Logan Lerman interview: ‘Percy Jackson 2 is more of a comedy’
Rising Hollywood talent Logan Lerman won widespread acclaim for his performance in Perks Of Being A Wallflower alongside Emma Watson, and is the title star of the Percy Jackson movies.
He spoke to Joe Utichi about new fantasy adventure Percy Jackson: Sea Of Monsters, why he’s leaning towards “edgier material” – and his directorial ambitions.
He may be only 21 years old, but Hollywood hotshot Logan Lerman has already amassed an impressive cinematic CV.
He starred alongside Russell Crowe and Christian Bale in 3:10 to Yuma, won critical plaudits for his stunning lead turn in The Perks Of Being A Wallflower, and became known around the world for taking the title role in 2010′s epic fantasy adventure Percy Jackson and The Lightening Thief.
Based on the hit children’s book by Rick Riordan, the blockbuster cast Lerman as a high school teen who discovers that his father is Greek god of the sea Poseidon. Indoctrinated into a world of gods, demi-gods and lords of the underworld, Percy’s quest turned Lerman into a star.
Now he’s back as Percy Jackson in action-packed sequel Sea Of Monsters, alongside returning cast members Alexandra Daddario and Brandon T. Jackson, with a story that sees him setting out on a quest to retrieve the mythical Golden Fleece.
Lerman says he was excited to return for this new outing, but claims that new director Thor Freudenthal has established a very different tone this time around.
“The movies are completely different. I really enjoyed Thor’s vision and he makes fun films.“It’s definitely lighter than the first one. I’d say that it’s more comedic. We had a blast working together. It was great because it was pretty spontaneous – and we were having fun coming up with the ideas of what we could do.“The first film ended on an heroic note for Percy, but in the beginning of this new film, he’s not the hero anymore. He’s not the big guy on campus – that’s actually Clarisse, played by Leven Rambin. She’s taken the number one role in the camp and she’s a bit of a bully.“Percy’s a bit down on himself, and accepting an average demigod life. He finds out on top of all this that he has a half-brother who is a cyclops, and he’s reluctant to let him into his life.”
The young actor professes to be a big fan of shooting stunts and green screen mayhem.
“I love it. I have an imagination so I can get into something – even though it’s a tracking marker.“I have a lot of freedom to give them options and my options dictate what they can do in post-production. So it’s a lot of fun.
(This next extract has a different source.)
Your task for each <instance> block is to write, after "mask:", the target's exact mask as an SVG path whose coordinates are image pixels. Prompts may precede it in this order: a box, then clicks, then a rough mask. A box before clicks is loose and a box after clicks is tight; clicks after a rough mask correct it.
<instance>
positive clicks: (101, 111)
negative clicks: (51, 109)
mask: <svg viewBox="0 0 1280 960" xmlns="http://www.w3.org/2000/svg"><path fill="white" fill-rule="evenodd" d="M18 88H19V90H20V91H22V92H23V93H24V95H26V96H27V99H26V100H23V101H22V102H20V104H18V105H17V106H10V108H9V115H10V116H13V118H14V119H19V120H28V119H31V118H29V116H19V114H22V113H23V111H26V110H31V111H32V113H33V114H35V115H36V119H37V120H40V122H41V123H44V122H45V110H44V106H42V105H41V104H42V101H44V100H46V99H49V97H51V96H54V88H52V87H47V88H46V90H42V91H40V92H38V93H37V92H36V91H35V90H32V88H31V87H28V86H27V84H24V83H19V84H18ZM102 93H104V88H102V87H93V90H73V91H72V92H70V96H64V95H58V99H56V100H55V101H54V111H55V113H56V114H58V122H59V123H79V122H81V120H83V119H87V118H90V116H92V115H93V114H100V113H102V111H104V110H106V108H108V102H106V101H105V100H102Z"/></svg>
It’s just like making a movie with your friends on the go or something like that.”
Lerman acknowledges the huge difference in approach between a big-budget action movie like Percy Jackson and a more intimate drama like Perks Of Being A Wallflower – and explains that he’s keen to continue working at both ends of the filmic spectrum.
“The main challenge for this film was the physical work, whereas in Perks there’s nothing physical in there. It’s all in the mapping out intentions and the storylines, which is a lot more detailed work in a movie like that.“But I like it all and I think it’s all fun. It’s nice to have a combination of the two. I like a lot of different genres of cinema.“I find I’m attracted to darker material right now. I like edgier things right now. It’s hard to find that for someone my age, so I’m always trying to find something different. I really want to stay away from doing the same thing.”
It’s clear that Lerman is not short of ambition. Indeed, he already has his sights set on becoming a director at some point.
“It’d be nice to go behind the camera,” he reveals. “This whole acting thing’s treated me very well, and I really like it, and if I could transition into filmmaking that’d be great.“I’d love to be in a position where I can have the resources to do it correctly, and I think you need a certain amount of pull for that. So hopefully if I go on making some right decisions in acting, I’ll be able to transition into filmmaking as well.“I’m always looking for the next challenge. In acting terms, I definitely want to challenge myself with characters that are difficult, that I read and I think, ‘I don’t know what I’m going to do with this.’“That stress is kind of fuel for the fire. But mainly I really look at the filmmaker. ‘Can I trust you? Are you going to make a film that I like?’ Because it’s their movie and I’m catering to their vision. What they ask for, I’m going to try to give them.”